Insufficient operational changes in the first case is a related driver. Prepacks that focus on financial restructuring sometimes leave the operational footprint intact: the first filing reduces debt but does not close underperforming stores, exit unprofitable contracts, or restructure the cost base. The 38-LMT academic study covered in the LMT economics article found that 37% of post-LMT companies eventually filed for bankruptcy, suggesting that LMT-driven prepacks often defer rather than resolve distress.
The Spirit Airlines Chapter 22 illustrates the operational compounding pattern in concentrated form. The first filing (Nov 18, 2024) was a financial-only restructuring with a $300 million DIP from existing bondholders; it converted $795 million of debt to equity, deleveraging the balance sheet but leaving the operational footprint substantially intact. By March 2025, Spirit emerged after 114 days. Five months later, the second filing was forced by a combination of AerCap (Spirit's largest aircraft lessor) terminating leases on a significant portion of the A320 fleet in July 2025, PW1100G engine manufacturing defects grounding 38 of Spirit's A320neo aircraft (with 79 GTF engines requiring 250-300 day off-wing maintenance over the following two years), and a Q2 2025 net loss of $246 million. The second case required a $475 million multi-tranche DIP, fleet reduction from 214 aircraft to 76-80 by Q3 2026, furlough of approximately 1,800 flight attendants effective December 1, 2025, 270 pilot furloughs effective November 1, 2025, and demotion of 140 captains to first officers in late 2025. The cumulative pattern shows that operational issues compound when the first case ducks them; the second case must address what the first case avoided, often through forced liquidation-adjacent restructuring.

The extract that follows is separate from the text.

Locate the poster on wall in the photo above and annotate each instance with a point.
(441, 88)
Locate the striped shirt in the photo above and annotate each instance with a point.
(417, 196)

What Changes the Second Time Around
Repeat filings typically proceed faster than first filings. The same lenders often roll forward as DIP providers; plan negotiation is compressed because the parties already know what failed; and the case often moves directly to a sale or liquidation rather than another reorganization. Joann's January 2025 filing closed all stores by May 2025; Rite Aid's May 2025 filing similarly moved rapidly toward closure of all 1,240 stores.
The economic and procedural dynamics of a Chapter 22 also differ from a first filing:
- DIP terms are typically tighter: the lender knows the company has already failed once, so milestone covenants are aggressive, the variance permitted on the budget is narrower, and the roll-up ratios sometimes rise
- Equity recovery is essentially zero in nearly every Chapter 22, because the equity issued in the first emergence is wiped out in the second case
- Vendor and lessor relationships are often more strained because counterparties have already been impaired once and are reluctant to extend credit or negotiate concessions
- Bankruptcy court scrutiny of feasibility under Section 1129(a)(11) is heightened: the court has the demonstrated history of operational distress and may refuse to confirm a plan that does not credibly address the underlying issues
For RX bankers, advising on a Chapter 22 also presents distinct challenges. The fee economics are typically lower than first filings (because the smaller estate cannot support the same advisor budget), but the work is often harder (because the operational restructuring that the first case skipped must now be addressed). Cases that ultimately liquidate rather than reorganize often produce administrative-insolvency risk, with professional fees competing with priority claims for limited estate value.
Chapter 22 is the structural reminder that bankruptcy is not always durable resolution. Understanding the refile drivers and recent 2025 examples helps any restructuring banker evaluate long-run case outcomes.